Agent broke at step 30?
Fix step 30.
Not steps 1 through 29 again. Fork at the failure, replay with the fix, prove it works – all on your machine, never in someone else's cloud.
Then run rewind demo && rewind inspect latest – no API keys needed.
Other tools show what happened.
Rewind lets you change it.
Langfuse / LangSmith / Helicone
- View traces after the run
- Re-run the entire agent to test a fix
- Manual diagnosis — read logs, guess what went wrong
- No timeline branching
- Manual before/after comparison
- Separate tools for tracing vs. evals
Rewind
- View traces, then change them
- Fork at the failure, replay just the fix
- AI diagnosis — rewind fix finds the root cause for you
- Branch at any step, cached at 0 tokens
- LLM-as-judge scores diffs automatically
- Tracing, debugging, and evals in one model
Your agents. Your data.
Your machine.
Every competing tool requires a cloud account, an API key, and trusting a third party with your prompts. Rewind runs entirely on your laptop.

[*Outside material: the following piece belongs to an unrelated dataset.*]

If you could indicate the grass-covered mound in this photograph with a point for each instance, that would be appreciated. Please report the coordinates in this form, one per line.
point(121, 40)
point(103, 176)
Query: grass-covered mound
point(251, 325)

Your data never leaves your machine
Every prompt, response, and context window stays in a local SQLite database. No cloud account. No telemetry. No data processing agreements to sign.
Fully open source, MIT licensed
Read every line. Fork it. Audit it. Contribute to it. No vendor lock-in, no license gating, no feature paywalls. The code is the product.
Single binary, zero dependencies
One statically-linked Rust binary. No Docker, no Postgres, no Redis, no cloud account. Works offline, on air-gapped networks, behind any firewall.
Free forever, no usage limits
No per-seat pricing. No eval run quotas. No metered API calls. Record as many sessions as your disk can hold. The infrastructure cost is zero.
Rewind vs. cloud platforms
| Rewind | Others | |
|---|---|---|
| Data residency | Your machine | Their cloud |
| API key for infra | Not needed | Required |
| Works offline | Yes | No |
| Source code | MIT on GitHub | Closed |
| Cost | Free | $49–199+/mo |
| Dependencies | Zero | Cloud + DB |
Already using Langfuse or LangSmith? You don't have to choose. Import their traces into Rewind for local debugging, or export Rewind sessions back to your team dashboard.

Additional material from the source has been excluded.